Above: If you need to swap out a beginner kit’s snare a vintage Ludwig Supra-Phonic is an excellent choice.
Money’s tight these days. Fortunately for beginners and gear-starved gigging drummers alike, there are lots of ways to put together a decent drum set by exploring the world of used gear. But how does one go about building a kit without getting ripped off or breaking the bank? We asked vintage drum aficionado and expert used gear hound Ross Garfield of L.A.’s famed Drum Doctors cartage facility for his sage advice.
What are the components of a good, basic first
“Kick, rack tom, floor tom, snare, hi-hat, and kick pedals, one cymbal stand, and a cymbal and a throne. You can always add on later, but this is a good place to start to get a kit you can actually start playing on.”
How much will a set like this cost?
“The package deal is the way to go. You’ll get a better deal by getting everything you can in one spot, rather than buying stuff individually. Look for kits from a reputable company like DW, Gretsch, Ludwig, or Pearl — even their least expensive drums are good to get started on. If you can find one of these lesser lines used, you’ll be ahead dollar-wise. Inexpensive sets can be found used — like DW’s PDP lines or Pearl’s Export or Ludwig Standard series from the ’70s and ’80s — for around $200–$500. One of the least expensive sets I can think of is Sunlite — you can usually find them for about $200–$300.
“As for cymbals, there are a lot of cheap ones out there these days that you don’t want to own; they break pretty quick depending on how hard you play. I try to steer people toward old Zildjian cymbals as they’re easy to find used. $100 for a 20"–22" cymbal is a great deal. Zildjian ride cymbals of any year — 1940s up to present — can be found for around $200, and hi-hats for around $200 a pair.”
How do you ascertain the value of an item’s worth so
you’re not paying too much?
“The best way to find out what things are worth is doing a little bit of research online. My rule of thumb: If you can find a full set with cymbals and hardware for around $400, you’re doing pretty good. You’re not going to find anything cheaper that’s not a toy or that doesn’t need serious work. Of course, we’ve all heard stories where people get drums at garage sales for amazing prices, but that’s rare.”
Where are the best places to find great deals?
“The cheapest place to find deals — and if you have the time to research — is probably first at garage sales or flea markets, then through your local penny-saver newspaper, and then Craigslist or eBay. The problem with eBay is that so many stores have a presence and they fill up all the auction pages with their gear and the good stuff gets bid up.”
Left: Check for cymbal cracks along the body, the bell hole, and the edges.
What are some red flags to look out for when buying
“For drums, look to see if the outside shell is separating — this is hard to fix and is an indication of too much moisture or exposure to the elements.
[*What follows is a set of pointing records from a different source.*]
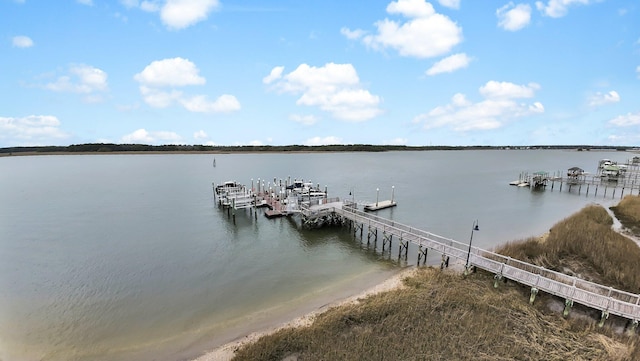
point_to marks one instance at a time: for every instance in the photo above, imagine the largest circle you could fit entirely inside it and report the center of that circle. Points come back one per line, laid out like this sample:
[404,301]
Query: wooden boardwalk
[606,299]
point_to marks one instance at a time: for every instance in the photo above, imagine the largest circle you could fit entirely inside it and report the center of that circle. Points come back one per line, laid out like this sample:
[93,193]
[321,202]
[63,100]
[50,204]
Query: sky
[283,72]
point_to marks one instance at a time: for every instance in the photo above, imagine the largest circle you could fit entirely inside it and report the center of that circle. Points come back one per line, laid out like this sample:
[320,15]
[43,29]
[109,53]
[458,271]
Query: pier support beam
[445,261]
[386,238]
[633,328]
[372,232]
[496,279]
[568,304]
[403,245]
[603,317]
[422,254]
[534,293]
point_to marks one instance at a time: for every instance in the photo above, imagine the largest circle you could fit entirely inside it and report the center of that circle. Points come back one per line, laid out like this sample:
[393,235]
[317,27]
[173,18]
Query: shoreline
[226,351]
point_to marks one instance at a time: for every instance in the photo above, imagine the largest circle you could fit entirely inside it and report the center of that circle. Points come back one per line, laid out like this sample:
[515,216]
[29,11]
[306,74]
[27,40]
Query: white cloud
[200,134]
[308,119]
[159,98]
[170,72]
[201,104]
[30,130]
[276,73]
[323,141]
[505,90]
[145,137]
[396,141]
[498,108]
[453,4]
[559,8]
[599,99]
[334,88]
[514,17]
[22,41]
[352,34]
[82,79]
[425,34]
[450,64]
[626,120]
[179,14]
[159,79]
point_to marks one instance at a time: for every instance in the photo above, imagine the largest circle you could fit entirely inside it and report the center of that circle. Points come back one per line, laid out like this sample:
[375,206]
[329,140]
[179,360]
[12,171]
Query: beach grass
[584,245]
[445,316]
[628,213]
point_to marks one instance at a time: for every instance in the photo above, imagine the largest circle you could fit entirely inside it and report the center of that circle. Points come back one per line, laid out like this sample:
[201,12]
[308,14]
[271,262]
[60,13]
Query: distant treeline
[109,147]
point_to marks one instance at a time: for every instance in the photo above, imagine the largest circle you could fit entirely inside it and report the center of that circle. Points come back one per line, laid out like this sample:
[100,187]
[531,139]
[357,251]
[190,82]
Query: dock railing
[606,299]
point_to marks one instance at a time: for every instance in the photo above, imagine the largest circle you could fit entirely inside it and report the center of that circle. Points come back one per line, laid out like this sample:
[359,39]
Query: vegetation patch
[628,213]
[445,316]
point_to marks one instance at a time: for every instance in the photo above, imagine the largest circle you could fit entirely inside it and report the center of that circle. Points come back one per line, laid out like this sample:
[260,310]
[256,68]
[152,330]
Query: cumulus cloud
[180,14]
[201,104]
[170,72]
[323,141]
[450,64]
[81,79]
[334,88]
[424,34]
[599,99]
[396,141]
[22,41]
[559,8]
[159,80]
[626,120]
[513,17]
[500,105]
[276,73]
[142,136]
[352,34]
[200,134]
[304,119]
[453,4]
[30,130]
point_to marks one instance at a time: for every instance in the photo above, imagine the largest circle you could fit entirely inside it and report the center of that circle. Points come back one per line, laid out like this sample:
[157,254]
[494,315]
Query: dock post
[603,317]
[632,330]
[534,292]
[568,304]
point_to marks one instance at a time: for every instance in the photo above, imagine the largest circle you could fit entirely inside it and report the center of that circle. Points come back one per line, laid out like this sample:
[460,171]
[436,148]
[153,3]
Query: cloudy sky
[412,72]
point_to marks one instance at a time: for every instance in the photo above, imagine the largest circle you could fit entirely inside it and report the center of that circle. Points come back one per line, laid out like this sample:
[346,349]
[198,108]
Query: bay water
[127,257]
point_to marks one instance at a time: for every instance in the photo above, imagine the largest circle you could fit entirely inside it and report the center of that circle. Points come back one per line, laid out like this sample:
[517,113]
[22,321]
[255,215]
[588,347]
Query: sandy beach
[226,351]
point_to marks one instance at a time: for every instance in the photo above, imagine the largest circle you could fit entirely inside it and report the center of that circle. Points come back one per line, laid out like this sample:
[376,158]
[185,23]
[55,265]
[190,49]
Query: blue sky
[411,72]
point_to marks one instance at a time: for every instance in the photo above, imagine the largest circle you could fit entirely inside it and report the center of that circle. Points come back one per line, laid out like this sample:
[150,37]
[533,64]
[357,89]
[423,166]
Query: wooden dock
[574,290]
[372,207]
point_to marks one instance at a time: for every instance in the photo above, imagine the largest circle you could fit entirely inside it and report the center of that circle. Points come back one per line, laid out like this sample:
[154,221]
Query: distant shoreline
[101,148]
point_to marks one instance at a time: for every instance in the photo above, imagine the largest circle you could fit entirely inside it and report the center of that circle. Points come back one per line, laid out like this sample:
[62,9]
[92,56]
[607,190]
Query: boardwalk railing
[606,299]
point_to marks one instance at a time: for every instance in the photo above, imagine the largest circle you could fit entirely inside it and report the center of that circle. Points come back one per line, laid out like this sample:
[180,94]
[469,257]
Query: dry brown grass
[628,212]
[584,245]
[443,316]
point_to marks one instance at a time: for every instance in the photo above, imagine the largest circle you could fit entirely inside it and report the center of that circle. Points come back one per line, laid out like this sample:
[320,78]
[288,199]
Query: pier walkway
[605,299]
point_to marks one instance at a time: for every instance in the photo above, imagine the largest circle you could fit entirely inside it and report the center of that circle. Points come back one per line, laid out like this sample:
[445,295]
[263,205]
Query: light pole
[474,227]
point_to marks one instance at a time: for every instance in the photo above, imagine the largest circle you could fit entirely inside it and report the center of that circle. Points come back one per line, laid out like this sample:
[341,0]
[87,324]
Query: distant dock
[372,207]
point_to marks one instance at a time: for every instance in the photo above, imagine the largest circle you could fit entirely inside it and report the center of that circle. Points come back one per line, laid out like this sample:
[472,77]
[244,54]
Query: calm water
[121,257]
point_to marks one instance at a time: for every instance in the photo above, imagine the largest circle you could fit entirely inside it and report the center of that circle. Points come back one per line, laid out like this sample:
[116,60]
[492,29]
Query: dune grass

Also, make sure the finish isn’t bubbling or has dings or gouges deeper than 1/4". Back in the ’70s, guys would take the bottom heads off their double-headed toms because they liked the way they sounded or for stacking while transporting. When you don’t have that bottom head the bottom edges tend to get dinged up. I see a lot of drums like that. This will affect the sound, but it can be repaired.
“Another thing to look out for with the cheaper sets is that they often have cheesy snare drums. I’ve always liked the old Ludwig Supra-Phonic 14" x 5"s, and they made an Acrolite version of that as well. It’s a real solid beginner drum and you can usually find them for cheap. With the right heads and care they sound good and will last forever.
“With cymbals, make sure there are no cracks. Check in three places: on the body, at the bell hole, and along the edges. Hold it up to the light and try to bend it — if you see any light coming through it’s cracked and only going to get worse.
“The bottom line for buying used is that if you’re going to spend the money, you shouldn’t have to settle for inferior, damaged gear. There are lots of great buys to be had out there. Also, with a set you’ve purchased, you can always eventually change out things like the hardware or replace the pedals or the snare with new or used gear when you’ve got the cash or the inclination if you don’t like a particular piece. Not to mention, The Drum Doctors can do just about any repair needed if you’re in the Los Angeles area.”